According to the NSW Births, Deaths and Marriages CD-ROM, his father was also called Albert J Kayrooz and his mother was Jamillie. He married Louise Scunda at Redfern in 1915. Louise Scunda’s birth is not recorded, so presumably she also was born in Lebanon.
Kayrooz’s death was recorded as being at Chatswood (perhaps the location of the nursing home), however, Sands Directories show a Mr A J Kayrooz living at 83 Darley Road Randwick at the time of his death. A press report said of him:
“Mr Kayrooz gave up his business in 1926 to dedicate his life to the well-being of his compatriots, who had full confidence in him. Many of them could not read or write, yet they entrusted their life’s savings to him with full power. He had advised his countrymen shrewdly and well, and without any benefit to himself”. (Sydney Morning Herald, 23 March, 1934). He was survived by his wife, son and daughter.
If Alam and Kayrooz are included in forthcoming volumes of the ADB, then they will join other Lebanese we know of in this authoritative Australian biographical source:
Archimandrite Sylwanos Mansour (1854-1929) was appointed as the first Melkite parish priest in Australia by the Patriarch Gregory Joseph in 1891. He set up a temporary church in Redfern and ministered to any member of the Syrian Melkite, Marionite or Orthodox communities who needed his pastoral care before the other denominations acquired their own pastors.

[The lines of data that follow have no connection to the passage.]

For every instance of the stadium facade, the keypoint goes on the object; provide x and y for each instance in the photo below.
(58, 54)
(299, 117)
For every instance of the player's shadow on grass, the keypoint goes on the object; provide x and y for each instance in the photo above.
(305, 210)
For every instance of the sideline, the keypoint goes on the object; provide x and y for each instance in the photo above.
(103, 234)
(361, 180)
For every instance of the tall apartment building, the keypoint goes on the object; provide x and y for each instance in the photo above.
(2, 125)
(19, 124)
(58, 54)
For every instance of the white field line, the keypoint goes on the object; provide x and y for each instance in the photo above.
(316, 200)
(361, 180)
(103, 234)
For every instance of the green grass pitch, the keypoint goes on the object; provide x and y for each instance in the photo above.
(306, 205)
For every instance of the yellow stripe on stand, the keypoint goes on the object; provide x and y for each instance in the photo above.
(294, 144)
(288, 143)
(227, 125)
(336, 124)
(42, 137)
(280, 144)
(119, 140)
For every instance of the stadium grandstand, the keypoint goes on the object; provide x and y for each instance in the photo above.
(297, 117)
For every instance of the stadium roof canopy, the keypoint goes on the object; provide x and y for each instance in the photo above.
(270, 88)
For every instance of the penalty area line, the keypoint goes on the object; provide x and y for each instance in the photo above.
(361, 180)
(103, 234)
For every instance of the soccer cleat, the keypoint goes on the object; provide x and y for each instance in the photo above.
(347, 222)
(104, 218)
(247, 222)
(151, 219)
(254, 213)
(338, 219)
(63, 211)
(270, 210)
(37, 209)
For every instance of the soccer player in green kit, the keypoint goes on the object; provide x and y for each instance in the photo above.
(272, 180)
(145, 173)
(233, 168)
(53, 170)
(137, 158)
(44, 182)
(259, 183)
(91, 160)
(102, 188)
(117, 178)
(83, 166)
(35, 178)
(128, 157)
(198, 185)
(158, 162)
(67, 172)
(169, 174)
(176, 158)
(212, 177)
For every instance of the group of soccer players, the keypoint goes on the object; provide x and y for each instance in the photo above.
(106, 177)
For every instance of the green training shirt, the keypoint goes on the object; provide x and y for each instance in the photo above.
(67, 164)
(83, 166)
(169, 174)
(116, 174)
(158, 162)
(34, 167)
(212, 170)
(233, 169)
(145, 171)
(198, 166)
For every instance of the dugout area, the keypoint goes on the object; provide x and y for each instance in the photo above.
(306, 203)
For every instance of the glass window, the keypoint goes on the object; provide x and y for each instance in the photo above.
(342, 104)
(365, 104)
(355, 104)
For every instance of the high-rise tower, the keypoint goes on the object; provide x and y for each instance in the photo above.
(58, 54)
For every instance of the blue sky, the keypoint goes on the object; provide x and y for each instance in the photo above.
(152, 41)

He travelled throughout New South Wales to visit his scattered flock and by 1895 had raised enough money to witness Cardinal Moran consecrate St Michael’s Church in Wellington Street Waterloo. He died in Brisbane on 18 November 1929, while on a visit to witness the consecration of a second Melkite Church in Australia. (Australian Dictionary of Biography, 1891-1939. Melbourne: Melbourne University Press: 1972, p. 405.)
Richard and Joseph Arida were merchants who established a very successful wholesaling business in Charters Towers in Queensland. They were born at Bcharré, Lebanon and became known for their philanthropy.
Edward Richard Scarf (1908-1980) was born on 3 November 1908 at Quirindi, New South Wales, fourth child of Lebanese-born parents. He became a championing wrestler representing Australia at the 1932 and 1936 Olympic Games. He won a bronze medal at the 1932 Games. In business he became to successful butcher and businessman on the North Shore of Sydney.
Robert Cummin (Bob) Katter (1918-1990), businessman and politician, was born on 5 September 1918 in South Brisbane, the fourth child of Carl Robert Katter, a Lebanese draper, and his locally born wife Vivian Bridget, née Warby. He won the federal seat of Kennedy in 1966 and represented it until 1990 and at times held the post of Minister for the Army.
Hassan Ali (Harry) Monsoor (1883-1959) was born at Beit Meri, Lebanon and emigrated to South Australia in 1901. In 1920s, he and his wife established a general store at Beltana in South Australia as a base for a wide ranging hawking business in the South Australian outback. The National Motor Museum in Birdwood, South Australia has among its collections a restored hawker’s motor van operated by Harry Mansoor between 1928 and 1954. The van became the lifeline for food and supplies to the people of far northern South Australia.